Snow White & the 7 Types of Stories You Need to Know


Fairytales. Otherwise known as Storytelling 101. You can easily break each and every one down into the anatomy of a story. You have your characters, plot, conflict, climax and resolution. 

But breaking something down is easy.

Building it on the other hand...  

Unless you have the right tools — a manual, guide, toolbox, even a foundation. 

Here’s one of my favorite fairy tales...

Once upon a time, there was a curious marketer who serendipitously met a 5-time Emmy award-winning filmmaker and teacher. They geeked out on psychology and storytelling and the chaos of SXSW. This meeting blossomed into a mutually beneficial opportunity. The marketer wanted to take one of the filmmaker’s courses. The filmmaker sought feedback on a beta course he and his team were developing. And the happily ever after is what you’re reading now.

While there are no evil queens or huntsmen in this tale, Patrick Moreau and his team at Muse Storytelling are magical in their own right for streamlining and sharing a scientific approach to storytelling. Their methodology, a patent-pending framework called Muse Process, allows you to create your own fairy tales and mesmerizing narratives that even your clients will want to read to their kids at night.

Well, maybe not those kind of fairytales and stories, but remarkable ones nonetheless that will leave a lasting impression.

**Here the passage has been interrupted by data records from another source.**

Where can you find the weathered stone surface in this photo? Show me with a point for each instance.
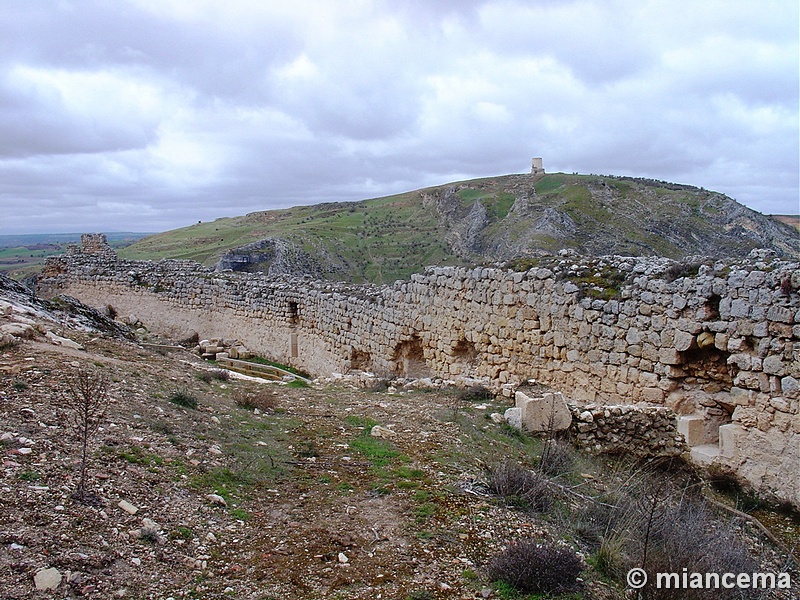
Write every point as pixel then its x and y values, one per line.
pixel 500 326
pixel 547 413
pixel 47 579
pixel 513 417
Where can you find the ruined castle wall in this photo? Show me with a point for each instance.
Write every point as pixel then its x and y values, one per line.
pixel 723 344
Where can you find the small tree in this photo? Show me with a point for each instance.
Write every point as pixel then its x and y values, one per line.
pixel 86 399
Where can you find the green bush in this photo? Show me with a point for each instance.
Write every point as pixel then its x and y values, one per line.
pixel 184 398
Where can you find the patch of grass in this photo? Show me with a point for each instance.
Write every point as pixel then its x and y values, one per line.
pixel 182 532
pixel 424 511
pixel 184 398
pixel 136 455
pixel 223 481
pixel 30 476
pixel 379 452
pixel 265 361
pixel 308 449
pixel 519 486
pixel 297 383
pixel 359 421
pixel 240 514
pixel 214 374
pixel 261 399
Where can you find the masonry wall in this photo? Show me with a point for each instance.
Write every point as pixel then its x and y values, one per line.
pixel 723 344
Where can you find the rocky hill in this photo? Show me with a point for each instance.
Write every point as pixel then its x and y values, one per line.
pixel 203 483
pixel 489 220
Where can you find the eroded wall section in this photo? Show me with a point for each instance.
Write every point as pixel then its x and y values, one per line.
pixel 718 343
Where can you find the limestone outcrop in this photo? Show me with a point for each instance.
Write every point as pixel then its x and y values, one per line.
pixel 709 339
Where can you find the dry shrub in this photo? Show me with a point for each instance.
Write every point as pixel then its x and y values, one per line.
pixel 689 535
pixel 260 400
pixel 475 393
pixel 557 458
pixel 537 568
pixel 183 397
pixel 519 486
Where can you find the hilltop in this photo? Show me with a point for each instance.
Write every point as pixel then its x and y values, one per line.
pixel 204 483
pixel 490 220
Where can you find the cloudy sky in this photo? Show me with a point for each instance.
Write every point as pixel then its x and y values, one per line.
pixel 145 115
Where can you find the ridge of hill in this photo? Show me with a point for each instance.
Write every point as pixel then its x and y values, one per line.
pixel 489 220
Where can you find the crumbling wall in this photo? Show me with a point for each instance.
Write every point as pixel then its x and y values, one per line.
pixel 720 342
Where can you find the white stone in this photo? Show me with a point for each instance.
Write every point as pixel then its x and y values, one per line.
pixel 216 499
pixel 513 416
pixel 548 413
pixel 47 579
pixel 497 418
pixel 693 430
pixel 382 432
pixel 127 507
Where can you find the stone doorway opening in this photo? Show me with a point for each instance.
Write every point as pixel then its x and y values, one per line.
pixel 409 359
pixel 360 360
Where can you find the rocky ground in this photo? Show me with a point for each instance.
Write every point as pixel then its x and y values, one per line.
pixel 260 491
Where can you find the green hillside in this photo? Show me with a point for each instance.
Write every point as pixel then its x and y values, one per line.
pixel 490 220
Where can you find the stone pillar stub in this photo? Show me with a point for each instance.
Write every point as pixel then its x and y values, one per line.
pixel 548 413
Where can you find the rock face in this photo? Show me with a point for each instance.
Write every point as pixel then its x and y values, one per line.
pixel 716 339
pixel 548 413
pixel 47 579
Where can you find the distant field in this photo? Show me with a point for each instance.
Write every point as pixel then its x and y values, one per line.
pixel 24 255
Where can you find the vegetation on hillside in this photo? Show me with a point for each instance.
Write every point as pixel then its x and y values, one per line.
pixel 485 221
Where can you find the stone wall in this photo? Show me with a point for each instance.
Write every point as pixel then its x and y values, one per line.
pixel 719 342
pixel 626 430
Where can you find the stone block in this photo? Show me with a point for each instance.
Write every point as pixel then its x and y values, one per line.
pixel 548 413
pixel 513 417
pixel 691 426
pixel 704 455
pixel 729 436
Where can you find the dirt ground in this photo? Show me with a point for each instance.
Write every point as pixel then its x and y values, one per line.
pixel 295 500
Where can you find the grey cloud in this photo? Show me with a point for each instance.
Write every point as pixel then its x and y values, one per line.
pixel 263 105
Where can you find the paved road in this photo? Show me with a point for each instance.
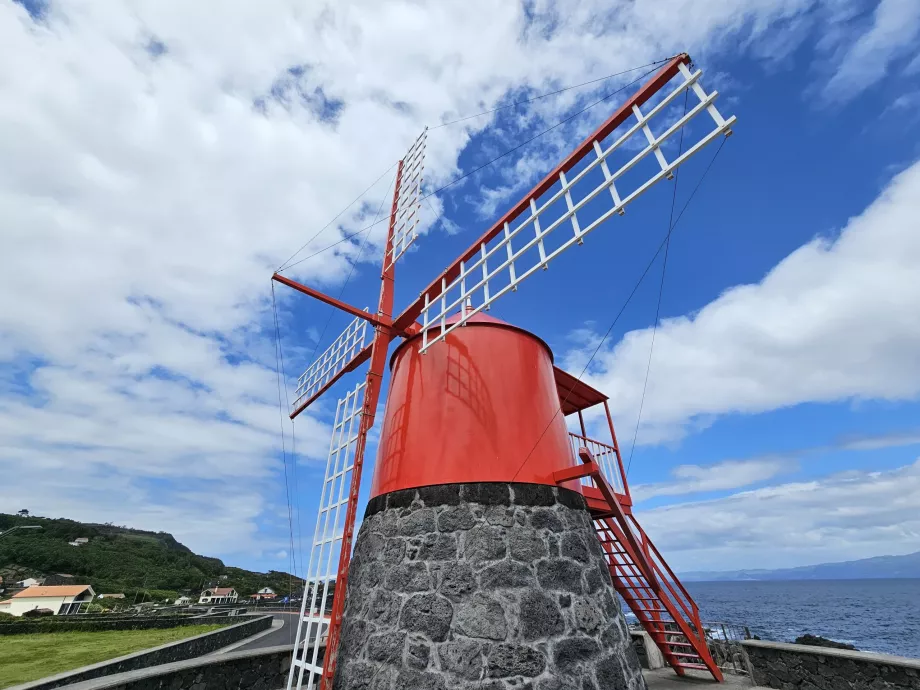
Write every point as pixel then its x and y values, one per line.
pixel 284 630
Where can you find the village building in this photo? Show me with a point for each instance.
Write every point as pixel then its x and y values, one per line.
pixel 62 600
pixel 266 593
pixel 218 595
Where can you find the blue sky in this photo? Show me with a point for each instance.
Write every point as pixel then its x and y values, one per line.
pixel 155 190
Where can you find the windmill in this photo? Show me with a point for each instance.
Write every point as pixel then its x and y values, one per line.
pixel 475 418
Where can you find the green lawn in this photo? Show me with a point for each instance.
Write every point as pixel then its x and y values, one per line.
pixel 24 658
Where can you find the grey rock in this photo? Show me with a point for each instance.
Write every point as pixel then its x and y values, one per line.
pixel 438 547
pixel 525 545
pixel 385 647
pixel 545 518
pixel 417 522
pixel 487 494
pixel 540 618
pixel 589 618
pixel 482 617
pixel 573 651
pixel 456 518
pixel 506 660
pixel 409 577
pixel 484 543
pixel 534 495
pixel 560 574
pixel 394 551
pixel 418 654
pixel 420 680
pixel 506 574
pixel 462 658
pixel 429 614
pixel 573 546
pixel 383 607
pixel 457 582
pixel 499 516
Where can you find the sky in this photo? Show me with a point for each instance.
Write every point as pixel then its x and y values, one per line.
pixel 159 160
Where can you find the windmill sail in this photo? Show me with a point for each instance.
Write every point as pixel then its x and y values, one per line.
pixel 607 173
pixel 313 624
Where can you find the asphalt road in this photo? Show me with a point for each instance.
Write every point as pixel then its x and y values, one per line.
pixel 284 630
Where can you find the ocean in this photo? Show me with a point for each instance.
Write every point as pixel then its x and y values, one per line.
pixel 874 615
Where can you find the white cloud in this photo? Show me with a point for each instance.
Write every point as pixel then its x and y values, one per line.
pixel 835 320
pixel 160 158
pixel 720 476
pixel 844 516
pixel 895 27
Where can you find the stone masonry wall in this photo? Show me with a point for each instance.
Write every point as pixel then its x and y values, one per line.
pixel 189 648
pixel 802 667
pixel 486 587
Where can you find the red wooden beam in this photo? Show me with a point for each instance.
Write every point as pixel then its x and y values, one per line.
pixel 662 77
pixel 323 297
pixel 355 362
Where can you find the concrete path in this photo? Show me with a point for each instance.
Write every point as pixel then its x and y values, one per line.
pixel 666 679
pixel 282 632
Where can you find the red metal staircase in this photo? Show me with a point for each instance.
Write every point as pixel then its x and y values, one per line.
pixel 640 575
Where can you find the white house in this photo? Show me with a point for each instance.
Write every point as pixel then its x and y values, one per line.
pixel 63 600
pixel 264 593
pixel 218 595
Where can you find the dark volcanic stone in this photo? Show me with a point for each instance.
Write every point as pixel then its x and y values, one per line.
pixel 545 518
pixel 456 518
pixel 573 546
pixel 484 543
pixel 418 654
pixel 429 614
pixel 483 617
pixel 409 577
pixel 440 495
pixel 487 494
pixel 515 660
pixel 534 495
pixel 540 617
pixel 458 582
pixel 481 587
pixel 572 651
pixel 385 647
pixel 438 547
pixel 526 545
pixel 559 573
pixel 419 680
pixel 506 574
pixel 462 658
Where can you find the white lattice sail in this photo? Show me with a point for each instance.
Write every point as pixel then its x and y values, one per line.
pixel 312 626
pixel 331 362
pixel 624 165
pixel 408 199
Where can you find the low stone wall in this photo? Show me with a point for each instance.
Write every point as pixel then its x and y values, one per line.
pixel 493 586
pixel 260 669
pixel 801 667
pixel 77 623
pixel 181 650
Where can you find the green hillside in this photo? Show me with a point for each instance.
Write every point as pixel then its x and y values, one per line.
pixel 119 559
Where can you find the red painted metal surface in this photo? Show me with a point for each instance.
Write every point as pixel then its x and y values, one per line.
pixel 382 337
pixel 649 89
pixel 481 407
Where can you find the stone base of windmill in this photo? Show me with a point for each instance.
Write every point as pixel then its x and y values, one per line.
pixel 486 587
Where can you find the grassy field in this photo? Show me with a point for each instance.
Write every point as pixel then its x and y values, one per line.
pixel 24 658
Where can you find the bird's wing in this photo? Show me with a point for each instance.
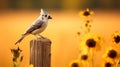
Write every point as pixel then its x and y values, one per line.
pixel 37 25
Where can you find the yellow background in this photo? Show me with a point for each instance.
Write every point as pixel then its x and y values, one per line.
pixel 61 31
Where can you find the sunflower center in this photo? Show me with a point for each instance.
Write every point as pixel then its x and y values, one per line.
pixel 117 39
pixel 75 65
pixel 91 43
pixel 112 54
pixel 86 13
pixel 107 64
pixel 84 57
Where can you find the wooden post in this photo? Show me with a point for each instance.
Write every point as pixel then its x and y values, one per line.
pixel 40 52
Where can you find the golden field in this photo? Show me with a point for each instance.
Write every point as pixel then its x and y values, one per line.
pixel 62 31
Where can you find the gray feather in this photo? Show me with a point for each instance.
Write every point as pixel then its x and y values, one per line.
pixel 35 26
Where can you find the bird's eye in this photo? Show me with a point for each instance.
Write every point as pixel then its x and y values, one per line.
pixel 45 15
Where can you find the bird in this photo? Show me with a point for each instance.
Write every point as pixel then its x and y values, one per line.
pixel 37 27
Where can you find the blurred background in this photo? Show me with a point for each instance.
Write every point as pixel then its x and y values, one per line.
pixel 17 15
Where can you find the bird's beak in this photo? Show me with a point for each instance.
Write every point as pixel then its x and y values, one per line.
pixel 49 17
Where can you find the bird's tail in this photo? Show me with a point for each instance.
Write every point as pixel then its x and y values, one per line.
pixel 20 39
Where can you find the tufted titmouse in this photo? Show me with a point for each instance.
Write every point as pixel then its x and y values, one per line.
pixel 38 25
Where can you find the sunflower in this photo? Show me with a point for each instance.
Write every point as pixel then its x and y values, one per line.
pixel 107 64
pixel 91 41
pixel 75 63
pixel 116 37
pixel 111 55
pixel 86 13
pixel 31 65
pixel 84 57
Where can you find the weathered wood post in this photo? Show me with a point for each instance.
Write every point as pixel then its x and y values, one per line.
pixel 40 52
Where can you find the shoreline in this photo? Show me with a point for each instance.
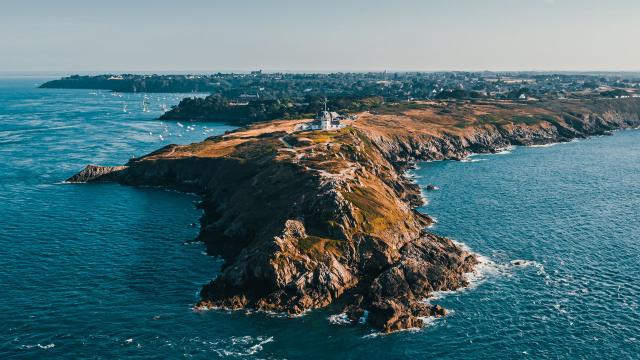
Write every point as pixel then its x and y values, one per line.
pixel 352 234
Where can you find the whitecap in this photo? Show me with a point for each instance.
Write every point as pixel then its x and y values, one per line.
pixel 339 319
pixel 39 346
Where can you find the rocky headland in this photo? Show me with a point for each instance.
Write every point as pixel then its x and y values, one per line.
pixel 305 220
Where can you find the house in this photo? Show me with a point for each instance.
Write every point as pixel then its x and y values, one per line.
pixel 325 120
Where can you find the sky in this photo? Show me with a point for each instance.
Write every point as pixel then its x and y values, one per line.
pixel 328 35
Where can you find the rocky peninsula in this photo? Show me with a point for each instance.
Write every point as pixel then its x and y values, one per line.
pixel 304 220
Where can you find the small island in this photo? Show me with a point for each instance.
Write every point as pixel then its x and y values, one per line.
pixel 307 218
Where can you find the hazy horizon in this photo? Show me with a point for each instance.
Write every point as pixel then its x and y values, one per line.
pixel 70 36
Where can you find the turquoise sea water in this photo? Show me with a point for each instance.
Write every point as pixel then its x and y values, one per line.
pixel 107 271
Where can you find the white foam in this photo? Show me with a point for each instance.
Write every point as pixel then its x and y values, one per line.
pixel 39 346
pixel 339 319
pixel 243 346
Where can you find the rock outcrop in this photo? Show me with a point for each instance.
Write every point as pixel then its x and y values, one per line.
pixel 308 219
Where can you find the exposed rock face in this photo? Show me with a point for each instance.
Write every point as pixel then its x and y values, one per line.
pixel 304 220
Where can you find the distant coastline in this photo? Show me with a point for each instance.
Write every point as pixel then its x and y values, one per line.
pixel 337 222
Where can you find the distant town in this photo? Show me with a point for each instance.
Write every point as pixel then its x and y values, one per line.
pixel 243 98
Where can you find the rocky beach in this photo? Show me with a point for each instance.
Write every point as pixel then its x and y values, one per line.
pixel 304 220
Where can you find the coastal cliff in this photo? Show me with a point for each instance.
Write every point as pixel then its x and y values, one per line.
pixel 308 219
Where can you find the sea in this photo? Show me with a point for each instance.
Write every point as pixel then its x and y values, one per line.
pixel 104 271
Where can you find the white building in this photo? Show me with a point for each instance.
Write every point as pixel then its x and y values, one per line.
pixel 325 120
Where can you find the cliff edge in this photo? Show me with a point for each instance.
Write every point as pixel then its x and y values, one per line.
pixel 308 219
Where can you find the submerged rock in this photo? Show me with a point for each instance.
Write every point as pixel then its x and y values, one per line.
pixel 327 217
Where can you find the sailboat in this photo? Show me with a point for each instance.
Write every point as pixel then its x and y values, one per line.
pixel 145 105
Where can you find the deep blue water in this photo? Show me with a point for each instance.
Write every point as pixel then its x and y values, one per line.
pixel 107 271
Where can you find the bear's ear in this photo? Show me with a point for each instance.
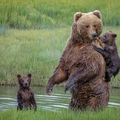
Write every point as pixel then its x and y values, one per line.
pixel 29 75
pixel 77 16
pixel 97 13
pixel 18 75
pixel 114 35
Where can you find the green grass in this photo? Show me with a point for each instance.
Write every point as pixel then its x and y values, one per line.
pixel 51 13
pixel 37 52
pixel 63 114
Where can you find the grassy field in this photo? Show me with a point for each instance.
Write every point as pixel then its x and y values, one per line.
pixel 36 52
pixel 63 114
pixel 44 13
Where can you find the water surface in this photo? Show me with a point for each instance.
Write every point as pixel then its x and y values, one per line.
pixel 57 99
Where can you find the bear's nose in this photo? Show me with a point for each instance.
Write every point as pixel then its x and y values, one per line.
pixel 94 35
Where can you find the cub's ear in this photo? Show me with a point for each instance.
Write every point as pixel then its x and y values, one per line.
pixel 97 13
pixel 29 75
pixel 114 35
pixel 18 75
pixel 77 16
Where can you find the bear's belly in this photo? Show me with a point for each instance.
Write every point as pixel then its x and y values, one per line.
pixel 84 57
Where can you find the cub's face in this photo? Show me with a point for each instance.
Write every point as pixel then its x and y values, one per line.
pixel 24 80
pixel 108 37
pixel 89 25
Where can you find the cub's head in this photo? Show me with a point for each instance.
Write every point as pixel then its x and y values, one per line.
pixel 89 25
pixel 108 37
pixel 24 81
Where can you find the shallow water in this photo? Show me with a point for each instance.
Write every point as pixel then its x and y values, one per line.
pixel 58 98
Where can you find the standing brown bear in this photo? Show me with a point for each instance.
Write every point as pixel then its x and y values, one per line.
pixel 110 54
pixel 81 66
pixel 25 95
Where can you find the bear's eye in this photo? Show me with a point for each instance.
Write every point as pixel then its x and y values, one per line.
pixel 87 26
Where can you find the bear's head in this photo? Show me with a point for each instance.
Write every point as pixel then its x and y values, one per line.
pixel 24 81
pixel 88 25
pixel 108 37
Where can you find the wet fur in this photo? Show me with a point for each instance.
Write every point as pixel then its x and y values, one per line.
pixel 110 55
pixel 25 95
pixel 83 68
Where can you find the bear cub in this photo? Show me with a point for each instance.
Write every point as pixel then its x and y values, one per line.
pixel 110 54
pixel 25 95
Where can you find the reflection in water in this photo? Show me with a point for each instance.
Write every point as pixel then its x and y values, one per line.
pixel 57 99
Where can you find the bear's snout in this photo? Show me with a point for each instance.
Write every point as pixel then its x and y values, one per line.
pixel 94 35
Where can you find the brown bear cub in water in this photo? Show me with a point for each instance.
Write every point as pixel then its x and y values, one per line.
pixel 110 55
pixel 25 95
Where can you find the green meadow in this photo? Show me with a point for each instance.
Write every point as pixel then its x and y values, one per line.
pixel 63 114
pixel 28 14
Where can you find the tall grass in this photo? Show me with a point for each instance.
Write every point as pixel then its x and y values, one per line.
pixel 63 114
pixel 36 52
pixel 31 51
pixel 51 13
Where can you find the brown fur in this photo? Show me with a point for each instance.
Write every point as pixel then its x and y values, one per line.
pixel 110 55
pixel 81 66
pixel 25 95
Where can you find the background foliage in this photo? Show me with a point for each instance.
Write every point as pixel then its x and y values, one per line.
pixel 52 13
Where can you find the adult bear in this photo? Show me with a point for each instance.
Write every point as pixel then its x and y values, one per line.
pixel 81 66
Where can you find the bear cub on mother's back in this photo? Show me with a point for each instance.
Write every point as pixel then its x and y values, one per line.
pixel 25 95
pixel 110 55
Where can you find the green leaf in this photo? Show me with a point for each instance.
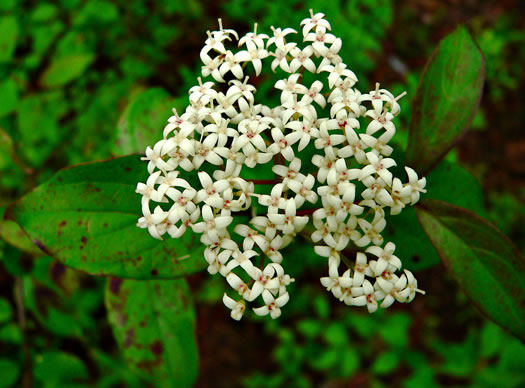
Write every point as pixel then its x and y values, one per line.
pixel 9 370
pixel 153 322
pixel 482 259
pixel 8 96
pixel 85 217
pixel 8 37
pixel 446 100
pixel 5 310
pixel 6 149
pixel 66 69
pixel 142 122
pixel 11 232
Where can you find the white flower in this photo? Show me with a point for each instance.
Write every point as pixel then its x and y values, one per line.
pixel 314 21
pixel 253 54
pixel 416 185
pixel 237 307
pixel 386 258
pixel 378 165
pixel 288 222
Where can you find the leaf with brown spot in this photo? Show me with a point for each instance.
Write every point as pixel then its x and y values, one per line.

As I made my way through the course, I laughed, cried and eagerly headed down the rabbit hole for more. It made me not only think differently about storytelling, but also about my story, and how I want it to be told — from my about page to the spoken word pieces I write and perform.

I started to wonder about the stories I love the most and why they resonate with me so deeply — from Rudy Francisco’s ‘Complainers’ and Shonda Rhimes’ ”Year of Yes” to Brene Brown’s ‘The power of vulnerability’ TED talk.

These were not just teaching stories, impact stories and values stories — but stories told well, which made all the difference. 

So how can we — aspiring and practicing storytellers — tell our stories well? How can we stir feelings, evoke emotion and inspire our audience to act?

It all goes back to basics.


“Story is simply a retelling of events, real or imagined, often from a single perspective.”

It’s an experience — for both the character and audience. 

From utilizing psychological studies to employing anthropologists, the Muse team quite literally has it down to a science. And just in case you’re not an aspiring or practicing storyteller and wondering what the big buzz is around story, consider this — 

“Story allows us take our audience on a journey— one that swallows them up, sends them spinning, and leaves them altogether changed.”

But like, actually.

We’re psychologically transported through the narrative and at times, persuaded to change our beliefs.


Story influences our emotions, which are at the root of all decision-making. Thus, story — if told right — can lead to action. And the resulting action depends upon the story you tell.

In the course, Muse outlines “The 7 Types of Stories You Need to Know.”

  1. The Origin Story

  2. A Values Story

  3. The Why Story

  4. A Vision Story

  5. A Teaching Story 

  6. An Impact Story

  7. An Objections Story

Whether you’re looking to hook an investor, inspire your employees, teach an important principle, communicate the essence of your brand, or survive your evil step mothers assassination attempts, there’s a story for every objective and goal. 

The course provides the tools necessary to bring that story to life, and give you, your client and your audience the best shot at happily ever after.